The thermal battery is a part of the Concentrated Solar Power (CSP) system being developed by United Sun Systems. This CSP system needs a battery that can store and release energy to allow for continual solar power generation, according to Professor Crain Buckley from Curtin’s School of Electrical Engineering, Computing and Mathematical Sciences. Buckley is also leading the thermal battery project.
“Storage has long been a stumbling point for renewable energy but our prototype thermal battery is able to store and, as required, release solar energy without reliance on sunlight at all times,” Professor Buckley said, Phys.org reports.
To function as a nighttime solar power system, the battery utilizes a high-temperature metal hydride or metal carbonate as the heat storage medium. It also uses a low temperature gas storage vessel for storing the hydrogen or carbon dioxide.
During the night, or during times of cloud cover, carbon dioxide or hydrogen is released from the gas storage vessel and absorbed by the higher temperature metal, says Buckley. Once absorbed, this forms a metal hydride/metal carbonate, which generates heat that is used to produce electricity.
The possibility of nighttime solar power system could be a game-changer for renewable energy production.
The goal of the thermal battery project, according to Curtin University Deputy Vice-Chancellor Research Professor Chris Moran, is to develop a solar power system that generates electricity 24 hours a day, seven days a week and is also commercially viable for industry use.
“While a lithium battery stores electrical energy that can be used to provide electricity when the sun is not shining, this thermal battery stores heat from concentrated solar thermal, which can be used when the sun is not shining to run a turbine to produce electricity,” said Moran.

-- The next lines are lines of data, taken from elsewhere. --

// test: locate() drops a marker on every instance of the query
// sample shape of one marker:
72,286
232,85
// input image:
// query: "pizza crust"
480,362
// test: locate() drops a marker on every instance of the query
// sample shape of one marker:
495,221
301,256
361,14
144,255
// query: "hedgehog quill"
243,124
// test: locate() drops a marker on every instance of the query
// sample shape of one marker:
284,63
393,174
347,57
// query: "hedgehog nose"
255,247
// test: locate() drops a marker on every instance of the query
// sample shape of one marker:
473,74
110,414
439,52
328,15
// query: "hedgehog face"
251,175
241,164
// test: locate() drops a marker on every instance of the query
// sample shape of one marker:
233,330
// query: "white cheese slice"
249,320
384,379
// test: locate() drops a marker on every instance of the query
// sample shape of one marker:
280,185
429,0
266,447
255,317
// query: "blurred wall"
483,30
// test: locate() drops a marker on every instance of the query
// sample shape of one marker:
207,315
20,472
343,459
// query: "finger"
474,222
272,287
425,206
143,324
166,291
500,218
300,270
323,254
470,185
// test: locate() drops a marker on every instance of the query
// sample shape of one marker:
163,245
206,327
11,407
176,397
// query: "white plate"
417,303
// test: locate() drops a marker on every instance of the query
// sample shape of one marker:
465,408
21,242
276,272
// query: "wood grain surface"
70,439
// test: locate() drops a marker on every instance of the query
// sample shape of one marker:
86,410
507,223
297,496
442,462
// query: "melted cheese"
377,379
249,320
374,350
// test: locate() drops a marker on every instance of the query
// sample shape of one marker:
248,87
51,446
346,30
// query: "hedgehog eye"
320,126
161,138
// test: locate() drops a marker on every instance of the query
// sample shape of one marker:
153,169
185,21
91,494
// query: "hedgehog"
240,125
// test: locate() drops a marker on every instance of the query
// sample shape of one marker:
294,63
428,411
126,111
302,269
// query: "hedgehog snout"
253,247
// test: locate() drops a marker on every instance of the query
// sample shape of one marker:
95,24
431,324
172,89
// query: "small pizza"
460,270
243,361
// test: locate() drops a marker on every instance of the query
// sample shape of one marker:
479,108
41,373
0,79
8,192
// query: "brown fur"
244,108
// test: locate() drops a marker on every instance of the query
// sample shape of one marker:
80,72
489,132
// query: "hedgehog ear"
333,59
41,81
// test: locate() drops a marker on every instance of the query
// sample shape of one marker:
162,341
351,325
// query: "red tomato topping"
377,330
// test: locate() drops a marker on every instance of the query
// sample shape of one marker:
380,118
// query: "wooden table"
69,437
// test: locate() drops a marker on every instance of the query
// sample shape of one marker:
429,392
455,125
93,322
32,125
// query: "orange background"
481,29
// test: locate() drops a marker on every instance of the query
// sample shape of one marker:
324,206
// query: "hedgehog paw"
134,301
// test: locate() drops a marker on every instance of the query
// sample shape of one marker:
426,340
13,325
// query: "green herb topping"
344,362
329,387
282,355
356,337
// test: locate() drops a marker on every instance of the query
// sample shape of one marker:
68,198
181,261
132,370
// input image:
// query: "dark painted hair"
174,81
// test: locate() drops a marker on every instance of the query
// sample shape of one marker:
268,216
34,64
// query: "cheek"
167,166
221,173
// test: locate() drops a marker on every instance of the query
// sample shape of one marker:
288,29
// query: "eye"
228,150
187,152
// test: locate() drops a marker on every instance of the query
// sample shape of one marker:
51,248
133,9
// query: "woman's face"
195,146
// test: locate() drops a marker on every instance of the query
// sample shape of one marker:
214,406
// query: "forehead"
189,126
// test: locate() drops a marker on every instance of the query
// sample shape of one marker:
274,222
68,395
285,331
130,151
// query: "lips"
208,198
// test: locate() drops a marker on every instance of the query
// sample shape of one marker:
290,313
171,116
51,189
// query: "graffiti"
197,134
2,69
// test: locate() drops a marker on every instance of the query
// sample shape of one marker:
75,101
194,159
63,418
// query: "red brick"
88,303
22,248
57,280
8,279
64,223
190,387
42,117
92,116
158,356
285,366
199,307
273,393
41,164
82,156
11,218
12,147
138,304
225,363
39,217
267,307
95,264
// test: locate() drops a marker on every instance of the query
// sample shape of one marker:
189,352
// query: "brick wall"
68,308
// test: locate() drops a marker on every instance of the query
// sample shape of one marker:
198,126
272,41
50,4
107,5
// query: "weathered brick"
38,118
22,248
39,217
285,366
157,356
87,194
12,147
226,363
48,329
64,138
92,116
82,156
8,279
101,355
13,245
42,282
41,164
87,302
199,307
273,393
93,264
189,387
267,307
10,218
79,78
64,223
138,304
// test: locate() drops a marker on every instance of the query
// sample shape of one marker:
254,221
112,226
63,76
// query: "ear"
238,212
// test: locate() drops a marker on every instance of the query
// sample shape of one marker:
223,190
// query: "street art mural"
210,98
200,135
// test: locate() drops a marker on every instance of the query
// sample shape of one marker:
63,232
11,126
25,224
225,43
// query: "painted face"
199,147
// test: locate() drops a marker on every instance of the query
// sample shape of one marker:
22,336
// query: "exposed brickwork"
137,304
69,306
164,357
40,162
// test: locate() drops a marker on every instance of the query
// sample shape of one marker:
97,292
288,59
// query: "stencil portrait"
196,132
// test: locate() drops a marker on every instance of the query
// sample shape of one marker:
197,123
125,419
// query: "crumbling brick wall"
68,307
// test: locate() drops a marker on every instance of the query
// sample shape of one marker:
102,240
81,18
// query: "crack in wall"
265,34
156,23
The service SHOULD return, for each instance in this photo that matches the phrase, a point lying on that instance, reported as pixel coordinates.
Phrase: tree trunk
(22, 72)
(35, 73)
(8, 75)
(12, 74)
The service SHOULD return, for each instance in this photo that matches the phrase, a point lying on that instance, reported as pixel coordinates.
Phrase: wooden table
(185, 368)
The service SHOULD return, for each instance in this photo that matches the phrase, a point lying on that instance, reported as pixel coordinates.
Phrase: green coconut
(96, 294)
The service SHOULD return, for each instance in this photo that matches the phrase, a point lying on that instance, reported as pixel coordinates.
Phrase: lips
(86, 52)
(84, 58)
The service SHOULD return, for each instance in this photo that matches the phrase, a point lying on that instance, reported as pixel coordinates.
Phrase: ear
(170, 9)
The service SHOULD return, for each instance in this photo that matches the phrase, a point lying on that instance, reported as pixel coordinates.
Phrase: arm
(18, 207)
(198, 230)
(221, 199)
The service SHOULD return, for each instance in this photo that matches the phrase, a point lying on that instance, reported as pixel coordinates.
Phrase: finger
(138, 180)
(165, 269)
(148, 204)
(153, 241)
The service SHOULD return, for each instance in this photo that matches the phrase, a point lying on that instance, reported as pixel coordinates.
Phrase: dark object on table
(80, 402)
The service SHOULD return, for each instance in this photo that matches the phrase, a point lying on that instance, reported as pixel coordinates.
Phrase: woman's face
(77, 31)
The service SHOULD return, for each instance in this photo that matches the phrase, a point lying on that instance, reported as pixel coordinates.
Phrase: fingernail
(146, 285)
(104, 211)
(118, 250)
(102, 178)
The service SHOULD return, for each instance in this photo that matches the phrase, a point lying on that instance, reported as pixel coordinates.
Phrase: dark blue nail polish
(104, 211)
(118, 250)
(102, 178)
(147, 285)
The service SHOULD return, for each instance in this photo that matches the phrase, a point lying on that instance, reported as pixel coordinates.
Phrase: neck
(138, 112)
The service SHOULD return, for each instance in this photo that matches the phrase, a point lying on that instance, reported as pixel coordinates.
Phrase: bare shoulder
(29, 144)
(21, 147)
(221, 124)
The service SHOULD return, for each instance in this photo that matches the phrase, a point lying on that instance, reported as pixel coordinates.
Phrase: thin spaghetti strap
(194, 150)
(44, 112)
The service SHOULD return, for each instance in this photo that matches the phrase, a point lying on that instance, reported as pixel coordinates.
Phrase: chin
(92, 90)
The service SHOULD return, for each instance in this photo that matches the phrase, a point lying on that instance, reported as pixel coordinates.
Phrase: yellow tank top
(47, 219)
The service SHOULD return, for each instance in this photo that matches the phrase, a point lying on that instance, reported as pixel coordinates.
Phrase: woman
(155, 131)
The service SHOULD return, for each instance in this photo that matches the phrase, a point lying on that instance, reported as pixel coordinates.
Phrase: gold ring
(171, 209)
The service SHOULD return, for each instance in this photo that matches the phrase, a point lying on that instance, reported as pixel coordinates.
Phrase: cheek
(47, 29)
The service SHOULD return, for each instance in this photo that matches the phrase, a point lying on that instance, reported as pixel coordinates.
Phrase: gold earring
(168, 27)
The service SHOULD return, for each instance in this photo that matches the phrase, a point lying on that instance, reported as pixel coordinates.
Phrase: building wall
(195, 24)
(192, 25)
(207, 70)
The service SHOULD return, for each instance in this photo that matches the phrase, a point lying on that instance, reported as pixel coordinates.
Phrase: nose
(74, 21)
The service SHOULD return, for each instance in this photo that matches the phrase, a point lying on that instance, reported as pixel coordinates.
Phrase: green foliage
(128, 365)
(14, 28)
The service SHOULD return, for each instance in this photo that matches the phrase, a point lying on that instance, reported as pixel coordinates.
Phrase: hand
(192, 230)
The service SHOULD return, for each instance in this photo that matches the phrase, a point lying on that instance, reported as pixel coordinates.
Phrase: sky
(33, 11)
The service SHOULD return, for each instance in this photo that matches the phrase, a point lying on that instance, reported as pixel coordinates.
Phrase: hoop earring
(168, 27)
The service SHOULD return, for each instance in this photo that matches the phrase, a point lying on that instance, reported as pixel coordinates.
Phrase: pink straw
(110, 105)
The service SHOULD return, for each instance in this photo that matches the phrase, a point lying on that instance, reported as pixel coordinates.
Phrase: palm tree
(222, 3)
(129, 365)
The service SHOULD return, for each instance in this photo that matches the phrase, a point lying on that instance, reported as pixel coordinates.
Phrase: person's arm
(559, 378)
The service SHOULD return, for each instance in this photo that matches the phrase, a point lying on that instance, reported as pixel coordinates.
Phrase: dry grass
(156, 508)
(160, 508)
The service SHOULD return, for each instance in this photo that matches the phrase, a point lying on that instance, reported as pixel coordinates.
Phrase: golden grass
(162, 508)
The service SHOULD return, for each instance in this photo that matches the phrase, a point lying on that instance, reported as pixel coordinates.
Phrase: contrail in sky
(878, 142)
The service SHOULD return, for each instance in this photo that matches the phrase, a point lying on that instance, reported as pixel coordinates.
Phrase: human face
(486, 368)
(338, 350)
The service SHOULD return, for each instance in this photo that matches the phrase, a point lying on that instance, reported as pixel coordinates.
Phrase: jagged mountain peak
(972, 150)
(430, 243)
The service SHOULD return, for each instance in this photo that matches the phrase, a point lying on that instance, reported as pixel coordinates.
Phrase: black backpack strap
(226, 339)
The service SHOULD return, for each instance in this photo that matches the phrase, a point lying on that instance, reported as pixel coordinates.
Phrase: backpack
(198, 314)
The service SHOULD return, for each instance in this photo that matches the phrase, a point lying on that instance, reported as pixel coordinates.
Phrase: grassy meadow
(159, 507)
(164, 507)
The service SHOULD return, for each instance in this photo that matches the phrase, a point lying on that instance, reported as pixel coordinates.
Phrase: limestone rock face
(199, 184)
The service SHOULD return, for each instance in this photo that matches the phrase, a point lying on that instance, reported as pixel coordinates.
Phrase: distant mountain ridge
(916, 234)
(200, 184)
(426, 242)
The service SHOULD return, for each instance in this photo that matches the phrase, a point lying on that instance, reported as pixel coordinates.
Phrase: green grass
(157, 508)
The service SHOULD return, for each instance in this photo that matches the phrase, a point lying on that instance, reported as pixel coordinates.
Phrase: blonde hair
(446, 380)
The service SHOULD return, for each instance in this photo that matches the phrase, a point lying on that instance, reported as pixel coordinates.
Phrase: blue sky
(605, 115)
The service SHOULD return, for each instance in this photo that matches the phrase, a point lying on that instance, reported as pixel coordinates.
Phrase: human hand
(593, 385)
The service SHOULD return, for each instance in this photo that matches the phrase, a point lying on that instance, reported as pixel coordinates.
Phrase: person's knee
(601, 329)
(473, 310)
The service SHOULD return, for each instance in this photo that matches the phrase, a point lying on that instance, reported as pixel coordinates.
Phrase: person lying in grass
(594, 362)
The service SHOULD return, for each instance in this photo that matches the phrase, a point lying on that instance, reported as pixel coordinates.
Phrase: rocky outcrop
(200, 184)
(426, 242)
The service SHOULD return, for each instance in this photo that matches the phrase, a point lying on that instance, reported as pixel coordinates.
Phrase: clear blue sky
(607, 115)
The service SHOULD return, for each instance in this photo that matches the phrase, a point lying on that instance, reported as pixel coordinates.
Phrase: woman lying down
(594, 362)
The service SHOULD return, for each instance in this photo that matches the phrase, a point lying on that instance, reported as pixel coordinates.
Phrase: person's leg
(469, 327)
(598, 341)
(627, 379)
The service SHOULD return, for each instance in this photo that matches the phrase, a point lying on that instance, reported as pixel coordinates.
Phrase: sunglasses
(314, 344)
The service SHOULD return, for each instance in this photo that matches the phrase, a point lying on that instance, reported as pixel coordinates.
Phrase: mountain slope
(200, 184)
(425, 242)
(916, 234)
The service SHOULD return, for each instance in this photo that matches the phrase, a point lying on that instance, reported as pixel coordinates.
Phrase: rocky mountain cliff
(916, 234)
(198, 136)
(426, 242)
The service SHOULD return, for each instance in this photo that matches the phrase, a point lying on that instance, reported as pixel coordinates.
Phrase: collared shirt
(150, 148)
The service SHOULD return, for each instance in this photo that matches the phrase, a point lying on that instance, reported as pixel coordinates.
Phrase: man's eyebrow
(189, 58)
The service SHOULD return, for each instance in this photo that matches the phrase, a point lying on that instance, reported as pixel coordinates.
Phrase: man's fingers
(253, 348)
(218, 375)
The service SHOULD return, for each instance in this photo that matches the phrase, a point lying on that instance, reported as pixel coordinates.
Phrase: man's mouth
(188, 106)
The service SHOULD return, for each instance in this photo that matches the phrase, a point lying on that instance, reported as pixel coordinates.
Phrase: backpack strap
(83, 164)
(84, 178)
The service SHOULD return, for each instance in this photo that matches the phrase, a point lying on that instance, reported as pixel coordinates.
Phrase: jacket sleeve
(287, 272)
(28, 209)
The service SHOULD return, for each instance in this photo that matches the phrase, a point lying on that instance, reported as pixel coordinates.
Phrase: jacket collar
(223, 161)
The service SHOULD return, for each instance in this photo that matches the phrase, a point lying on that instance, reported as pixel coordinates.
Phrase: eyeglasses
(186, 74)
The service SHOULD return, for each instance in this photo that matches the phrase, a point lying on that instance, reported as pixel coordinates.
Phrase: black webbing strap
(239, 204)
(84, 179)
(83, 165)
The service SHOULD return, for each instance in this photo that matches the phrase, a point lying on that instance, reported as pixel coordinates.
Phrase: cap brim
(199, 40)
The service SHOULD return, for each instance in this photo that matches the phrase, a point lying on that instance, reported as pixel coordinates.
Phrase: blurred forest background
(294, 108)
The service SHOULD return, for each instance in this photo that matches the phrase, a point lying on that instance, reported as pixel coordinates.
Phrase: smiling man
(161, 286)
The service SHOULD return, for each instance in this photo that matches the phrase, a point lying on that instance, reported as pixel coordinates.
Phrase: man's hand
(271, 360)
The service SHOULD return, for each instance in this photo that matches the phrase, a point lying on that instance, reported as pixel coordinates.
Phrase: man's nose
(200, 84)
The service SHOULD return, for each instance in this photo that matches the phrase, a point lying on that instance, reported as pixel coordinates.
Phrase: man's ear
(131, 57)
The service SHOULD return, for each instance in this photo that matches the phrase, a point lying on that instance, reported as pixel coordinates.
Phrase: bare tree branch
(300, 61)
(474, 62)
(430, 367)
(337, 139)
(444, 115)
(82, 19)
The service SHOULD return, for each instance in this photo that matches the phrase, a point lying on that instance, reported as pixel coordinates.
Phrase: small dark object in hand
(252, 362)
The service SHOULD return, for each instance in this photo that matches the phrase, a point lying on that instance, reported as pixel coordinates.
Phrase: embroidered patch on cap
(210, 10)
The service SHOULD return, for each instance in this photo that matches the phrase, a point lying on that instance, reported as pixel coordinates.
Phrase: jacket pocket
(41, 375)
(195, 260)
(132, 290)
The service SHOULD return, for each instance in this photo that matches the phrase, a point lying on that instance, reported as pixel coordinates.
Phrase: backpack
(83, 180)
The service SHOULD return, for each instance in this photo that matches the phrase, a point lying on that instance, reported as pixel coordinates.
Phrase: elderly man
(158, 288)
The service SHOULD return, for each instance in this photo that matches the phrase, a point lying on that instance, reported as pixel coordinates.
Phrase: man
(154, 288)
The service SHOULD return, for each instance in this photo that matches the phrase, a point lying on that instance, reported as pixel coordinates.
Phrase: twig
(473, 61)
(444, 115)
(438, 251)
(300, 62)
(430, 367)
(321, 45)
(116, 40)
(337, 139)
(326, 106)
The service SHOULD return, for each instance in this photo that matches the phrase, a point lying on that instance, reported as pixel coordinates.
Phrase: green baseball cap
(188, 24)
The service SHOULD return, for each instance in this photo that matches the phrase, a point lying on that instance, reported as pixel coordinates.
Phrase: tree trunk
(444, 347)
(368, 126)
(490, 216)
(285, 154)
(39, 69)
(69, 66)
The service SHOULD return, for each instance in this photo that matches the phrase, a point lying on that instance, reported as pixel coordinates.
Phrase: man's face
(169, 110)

The researchers aim to develop new technology to incorporate thermochemical energy storage though a thermal battery into a dish-Stirling system. This type of system can provide as much as 46-kilowatt power and is suitable for providing power to remote energy intensive industries. Among these industries including mining sites, which could be supplied power on demand as needed.
With the ability to generate electricity overnight, a nighttime solar power system has the potential to rival fossil fuels as a viable source of electricity for commercial and heavy industries around the world.